One way of sorting a list is that we iterate through the list, and for every iteration, we pick out the least item and move it to the front.

Suppose below is the list that we want to sort.

1 9 7 5 4 6 8 10 3 2

Firstly, we find out the least item in the entire list through iteration. In this case, the least item is $1$, which happens to be the first item of the list. Hence, we leave it there.
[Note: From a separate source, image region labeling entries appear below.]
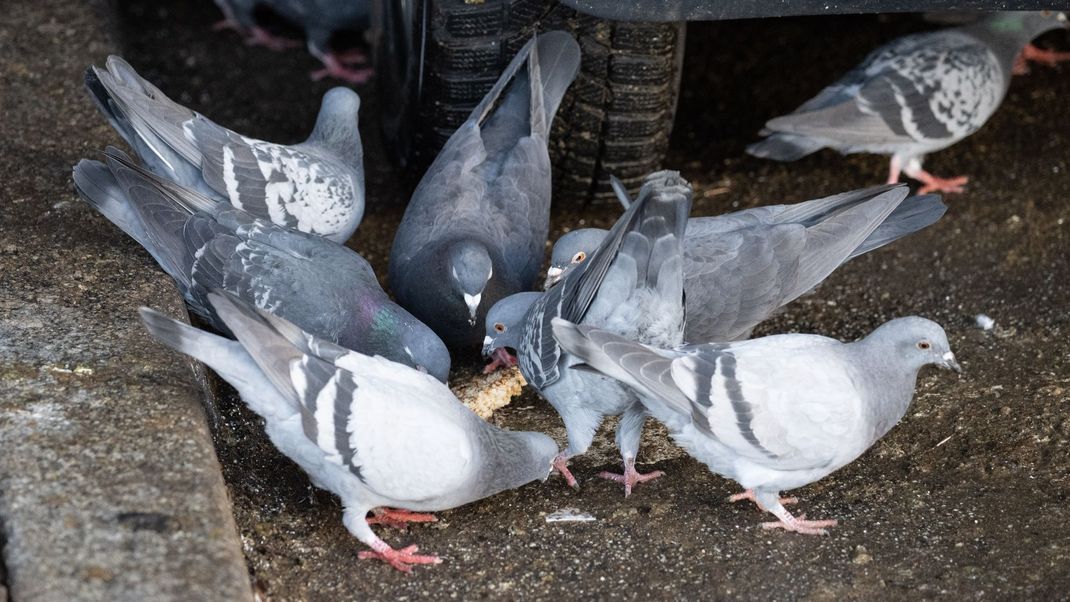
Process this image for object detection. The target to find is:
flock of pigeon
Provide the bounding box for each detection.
[74,13,1066,571]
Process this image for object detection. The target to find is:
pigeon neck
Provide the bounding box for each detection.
[307,108,364,166]
[847,335,920,442]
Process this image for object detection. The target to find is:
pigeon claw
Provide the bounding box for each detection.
[553,453,580,491]
[729,489,799,511]
[762,511,839,535]
[368,508,439,530]
[356,542,442,573]
[598,460,664,497]
[245,27,304,52]
[309,52,375,83]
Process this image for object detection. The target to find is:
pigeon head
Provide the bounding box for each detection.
[483,292,542,357]
[867,317,962,372]
[542,228,609,289]
[984,11,1070,44]
[308,87,364,161]
[446,240,494,326]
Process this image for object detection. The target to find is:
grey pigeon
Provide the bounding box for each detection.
[141,293,557,572]
[391,31,580,346]
[214,0,372,83]
[74,149,449,382]
[747,11,1067,192]
[86,57,364,243]
[547,185,947,342]
[484,171,691,495]
[553,318,960,534]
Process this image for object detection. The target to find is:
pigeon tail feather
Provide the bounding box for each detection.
[747,133,825,161]
[847,195,947,259]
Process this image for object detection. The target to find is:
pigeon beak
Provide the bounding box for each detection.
[464,293,483,326]
[542,266,565,289]
[939,352,962,373]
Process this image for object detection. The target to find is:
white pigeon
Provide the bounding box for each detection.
[141,293,557,572]
[552,317,961,535]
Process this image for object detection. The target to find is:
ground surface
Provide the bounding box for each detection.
[8,0,1070,600]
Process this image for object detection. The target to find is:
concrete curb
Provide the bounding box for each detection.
[0,1,253,601]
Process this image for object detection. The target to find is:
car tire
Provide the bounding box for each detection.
[377,0,685,204]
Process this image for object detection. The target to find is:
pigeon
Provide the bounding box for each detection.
[484,171,691,496]
[74,149,449,382]
[547,184,947,342]
[552,317,961,535]
[389,31,580,348]
[141,293,557,572]
[747,11,1067,194]
[212,0,302,51]
[86,56,364,243]
[213,0,373,83]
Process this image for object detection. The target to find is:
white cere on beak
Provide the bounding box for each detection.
[464,293,483,326]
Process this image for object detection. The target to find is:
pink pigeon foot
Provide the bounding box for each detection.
[356,539,442,573]
[598,458,664,497]
[908,171,969,195]
[245,27,304,52]
[367,508,439,530]
[762,507,839,535]
[309,52,375,83]
[729,489,799,510]
[1011,44,1070,75]
[483,348,517,374]
[553,453,580,491]
[335,48,368,65]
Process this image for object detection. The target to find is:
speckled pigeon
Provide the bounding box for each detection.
[74,149,449,381]
[86,57,364,243]
[391,31,580,346]
[553,318,960,535]
[747,11,1066,192]
[141,293,557,572]
[484,171,691,495]
[214,0,372,83]
[547,184,947,342]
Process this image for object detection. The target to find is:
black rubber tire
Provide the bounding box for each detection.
[380,0,684,204]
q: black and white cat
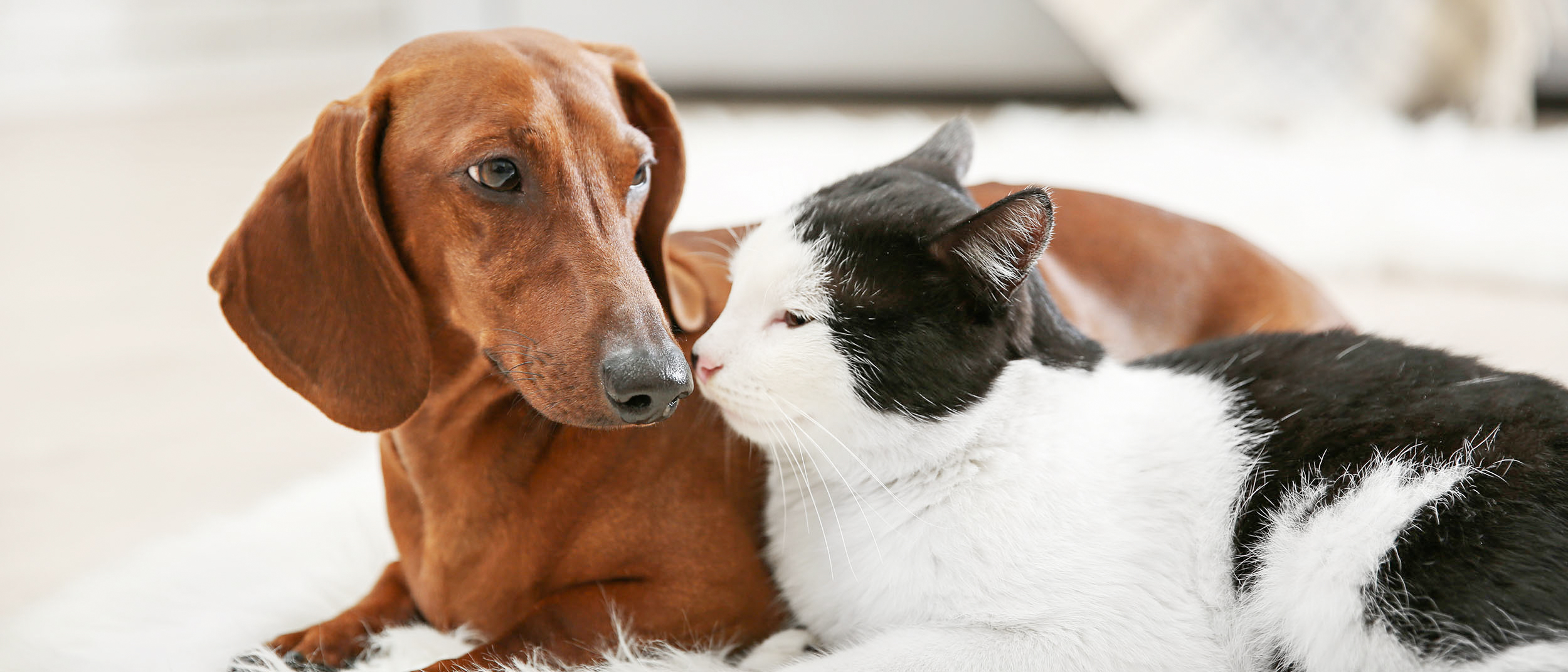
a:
[695,121,1568,672]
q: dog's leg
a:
[267,560,419,667]
[420,579,783,672]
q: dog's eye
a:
[469,159,522,191]
[632,162,654,188]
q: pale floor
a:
[0,96,1568,616]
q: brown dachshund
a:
[210,30,1341,670]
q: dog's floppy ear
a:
[579,43,686,324]
[931,187,1056,306]
[209,94,430,432]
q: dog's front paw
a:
[267,616,366,672]
[736,628,817,672]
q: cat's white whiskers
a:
[768,422,853,578]
[780,397,944,529]
[758,415,833,576]
[764,391,887,562]
[762,390,881,578]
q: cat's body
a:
[767,355,1248,670]
[695,125,1568,672]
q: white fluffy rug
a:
[0,446,731,672]
[677,105,1568,291]
[0,105,1568,672]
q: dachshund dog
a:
[210,28,1342,670]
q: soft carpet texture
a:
[0,446,746,672]
[0,105,1568,672]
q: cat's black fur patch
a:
[795,160,1103,418]
[1135,331,1568,659]
[795,124,1568,667]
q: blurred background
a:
[0,0,1568,619]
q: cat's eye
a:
[780,311,811,328]
[469,159,522,191]
[632,162,654,188]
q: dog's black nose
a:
[604,344,692,424]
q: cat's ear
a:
[931,187,1056,303]
[887,116,975,187]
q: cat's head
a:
[693,119,1099,455]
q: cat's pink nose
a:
[692,355,724,383]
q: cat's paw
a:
[736,628,817,672]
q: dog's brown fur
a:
[212,30,1342,670]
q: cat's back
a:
[1134,331,1568,656]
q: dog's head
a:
[210,28,692,430]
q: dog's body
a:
[212,30,1342,670]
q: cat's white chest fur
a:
[768,361,1254,669]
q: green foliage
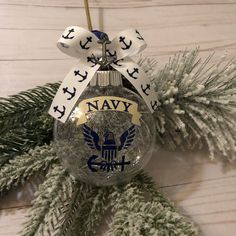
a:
[106,178,197,236]
[0,145,57,194]
[0,50,236,236]
[21,165,67,236]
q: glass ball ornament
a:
[54,71,156,185]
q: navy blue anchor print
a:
[53,106,66,119]
[135,30,144,41]
[79,37,92,50]
[74,70,88,82]
[126,68,139,79]
[119,36,132,50]
[62,87,76,100]
[141,84,151,96]
[62,28,75,39]
[83,125,136,172]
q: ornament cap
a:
[90,70,123,87]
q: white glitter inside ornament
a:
[54,71,155,185]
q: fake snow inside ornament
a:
[49,26,158,185]
[55,71,155,185]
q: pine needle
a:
[0,145,57,194]
[140,49,236,160]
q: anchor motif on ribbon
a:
[107,49,117,59]
[62,87,76,100]
[49,26,159,121]
[83,125,136,172]
[53,106,66,119]
[74,70,88,82]
[87,54,98,67]
[79,37,92,50]
[119,36,132,50]
[126,68,139,79]
[141,84,151,96]
[135,30,144,41]
[61,29,75,39]
[151,101,158,110]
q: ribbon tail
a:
[111,57,160,113]
[49,60,100,123]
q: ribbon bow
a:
[49,26,158,123]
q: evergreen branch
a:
[0,114,54,166]
[74,187,110,236]
[21,165,66,236]
[48,181,92,236]
[134,172,176,211]
[143,49,236,160]
[0,145,57,194]
[106,179,197,236]
[0,83,59,133]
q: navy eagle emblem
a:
[83,125,136,172]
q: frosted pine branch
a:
[21,165,66,236]
[142,49,236,160]
[0,145,57,194]
[106,179,197,236]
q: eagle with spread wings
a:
[83,125,136,161]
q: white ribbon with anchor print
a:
[49,26,159,123]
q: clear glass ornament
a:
[54,71,155,185]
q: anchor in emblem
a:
[74,70,88,82]
[62,87,76,100]
[62,28,75,39]
[53,106,66,119]
[119,36,132,50]
[83,125,136,172]
[126,68,139,79]
[79,36,92,50]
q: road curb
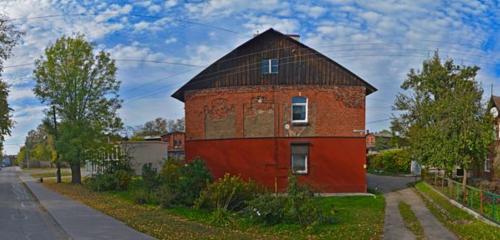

Then, we start from the second item and try to find out the least item until the end of the list. In this case, the least item is $2$, which is the tenth item. Hence, we swap the second item with the tenth item. By now, the list should look like this.

1 2 7 5 4 6 8 10 3 9

Then, for the third round, we find the least item between the third item and the last item (inclusive of both ends). In this case, it is 3 and is the nineth item. Hence, we swap the third item with the nineth item. The list should now look like this:

1 2 3 5 4 6 8 10 7 9

For the fourth round, the list should look like this:

1 2 3 4 5 6 8 10 7 9

And the we should go on until the entirety of the list is sorted.

Code

Java Implementation

class SelectionSort {
	public void sort(int[] nums) {
        int length = nums.length; 
        for (int i = 0; i < length; i ++) {
			// 1
            int minIdx = i; 
			// 2
            for (int j = i; j < length; j ++) {
                if (nums[j] < nums[minIdx]) {
                    minIdx = j;
                }
            }
			// 3
            int tmp = nums[i];
            nums[i] = nums[minIdx];
            nums[minIdx] = tmp;
        }
    }
}
  1. we define a minIdx to denote the minimum value’s index;
  2. we loop through the list starting from the index i such that we won’t be messing with the first i-1 elements, which are already sorted;
  3. we swap the value at the minIdx and the i th value.

Complexity Analysis

Note that in the code above, there are two loops nested in each other. The first loop runs $n$ times, with $n$ being the size of the loop. The second loop runs $n-i$ times. Hence, the total times that the code would be run is:

$$ \begin{align*} &1+2+3+\cdots+n \
=&\dfrac{n(n+1)}{2}=O(n^{2}) \end{align*} $$

Note that for selection sort, $\Omega$ and $\Theta$ and $O$ are the same. I.e. they are all $n^{2}$ complexity. The reason for this is that for each loop, you’ll have to loop through the entirety of the remaining list to find out the minimum value. No matter what the list looks like, this complexity will not be altered.